Danach folgte ein Meilenstein nach dem anderen: 1822 entzifferte Jean François Champollion die Hieroglyphen. 1859 veröffentlichte Charles Darwin sein bahnbrechendes Buch „Über die Entstehung der Arten“. 1870 entdeckte Heinrich Schliemann Troja anhand einer zeitgenössischen, antiken Quelle: der Odyssee von Homer.

All diese Entdeckungen blieben sehr lange Zeit für die nicht akademisch gebildeten Menschen unbedeutend.

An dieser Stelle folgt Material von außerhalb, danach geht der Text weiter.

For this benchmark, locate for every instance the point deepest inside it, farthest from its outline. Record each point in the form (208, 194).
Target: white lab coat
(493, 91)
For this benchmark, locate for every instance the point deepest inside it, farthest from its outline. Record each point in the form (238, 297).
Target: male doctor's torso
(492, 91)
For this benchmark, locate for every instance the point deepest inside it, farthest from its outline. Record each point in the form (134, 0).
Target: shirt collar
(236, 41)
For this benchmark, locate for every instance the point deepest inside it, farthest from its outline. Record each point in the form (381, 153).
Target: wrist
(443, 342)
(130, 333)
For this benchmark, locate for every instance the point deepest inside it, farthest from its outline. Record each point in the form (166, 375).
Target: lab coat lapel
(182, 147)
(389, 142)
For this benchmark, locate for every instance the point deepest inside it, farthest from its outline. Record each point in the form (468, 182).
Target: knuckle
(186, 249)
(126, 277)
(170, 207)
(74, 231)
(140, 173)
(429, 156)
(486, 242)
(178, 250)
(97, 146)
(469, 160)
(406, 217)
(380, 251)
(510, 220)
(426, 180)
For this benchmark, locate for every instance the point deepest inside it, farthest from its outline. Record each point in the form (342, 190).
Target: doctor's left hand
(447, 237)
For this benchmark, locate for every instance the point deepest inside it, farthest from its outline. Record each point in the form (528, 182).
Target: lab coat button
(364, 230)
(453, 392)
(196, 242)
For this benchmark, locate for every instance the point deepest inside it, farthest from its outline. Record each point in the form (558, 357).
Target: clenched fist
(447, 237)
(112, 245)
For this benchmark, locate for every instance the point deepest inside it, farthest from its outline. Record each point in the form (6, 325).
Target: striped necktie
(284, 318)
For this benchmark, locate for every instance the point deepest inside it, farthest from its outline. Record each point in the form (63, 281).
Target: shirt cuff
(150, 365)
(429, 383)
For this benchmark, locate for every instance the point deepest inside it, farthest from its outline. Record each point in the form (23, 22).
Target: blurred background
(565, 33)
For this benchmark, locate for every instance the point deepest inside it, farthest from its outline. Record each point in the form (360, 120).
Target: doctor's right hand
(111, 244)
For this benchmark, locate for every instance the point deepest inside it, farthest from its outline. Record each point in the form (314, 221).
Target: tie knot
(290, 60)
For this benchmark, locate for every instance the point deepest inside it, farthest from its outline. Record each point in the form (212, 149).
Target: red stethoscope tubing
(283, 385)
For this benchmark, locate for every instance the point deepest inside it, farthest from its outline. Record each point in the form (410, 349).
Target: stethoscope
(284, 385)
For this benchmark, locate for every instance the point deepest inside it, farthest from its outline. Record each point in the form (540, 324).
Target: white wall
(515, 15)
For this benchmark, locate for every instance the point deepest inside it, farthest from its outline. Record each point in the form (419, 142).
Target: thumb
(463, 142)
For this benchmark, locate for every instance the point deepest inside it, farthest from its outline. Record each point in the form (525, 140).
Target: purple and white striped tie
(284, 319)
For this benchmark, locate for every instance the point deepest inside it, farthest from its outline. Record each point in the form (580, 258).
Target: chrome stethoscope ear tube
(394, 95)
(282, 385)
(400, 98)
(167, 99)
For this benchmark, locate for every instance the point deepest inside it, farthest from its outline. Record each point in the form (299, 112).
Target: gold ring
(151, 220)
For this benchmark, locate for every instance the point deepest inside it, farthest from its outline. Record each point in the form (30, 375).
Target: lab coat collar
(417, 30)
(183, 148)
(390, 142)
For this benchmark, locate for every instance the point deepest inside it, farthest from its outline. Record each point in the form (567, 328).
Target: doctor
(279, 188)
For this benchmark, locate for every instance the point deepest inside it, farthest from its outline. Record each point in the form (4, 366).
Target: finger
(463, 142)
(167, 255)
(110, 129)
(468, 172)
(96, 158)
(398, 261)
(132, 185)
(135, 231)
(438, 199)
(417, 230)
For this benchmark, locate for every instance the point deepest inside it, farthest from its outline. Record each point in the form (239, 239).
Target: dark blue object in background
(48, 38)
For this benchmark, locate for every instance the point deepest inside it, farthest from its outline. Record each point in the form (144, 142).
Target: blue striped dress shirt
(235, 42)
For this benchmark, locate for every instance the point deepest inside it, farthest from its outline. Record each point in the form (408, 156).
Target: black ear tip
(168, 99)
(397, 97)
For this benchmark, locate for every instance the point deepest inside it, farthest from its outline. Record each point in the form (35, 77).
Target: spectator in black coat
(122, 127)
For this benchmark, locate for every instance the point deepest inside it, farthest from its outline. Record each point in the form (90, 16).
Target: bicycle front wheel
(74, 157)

Die Archäologie war bis zu dem Medienrummel rund um die Entdeckung des Grabes von Tutanchamun durch Howard Carter 1922 eine von der Allgemeinheit wenig wahrgenommene Wissenschaft. Im gleichen Jahr wurde Ägypten von England unabhängig. Nach dem Zweiten Weltkrieg endeten praktisch überall auf der Welt die Kolonialherrschaften. Weltweit begannen die nun nicht mehr fremdbeherrschten Staaten, sich ihrer eigenen Geschichte bewusst zu werden.

Die Archäologie war bis zum Ende der Kolonialzeit eine europäisch-amerikanisch dominierte Wissenschaft. Aus diesem Grund haben Deutsche, Engländer oder Franzosen bis heute noch eine weitaus größere Beziehung zum alten Ägypten als die Ägypter selbst. Ein Großteil der Indianer Nord- und Südamerikas, der Asiaten, Araber und Afrikaner sind bis heute von ihrer eigenen, Jahrtausende alten Geschichte abgeschnitten.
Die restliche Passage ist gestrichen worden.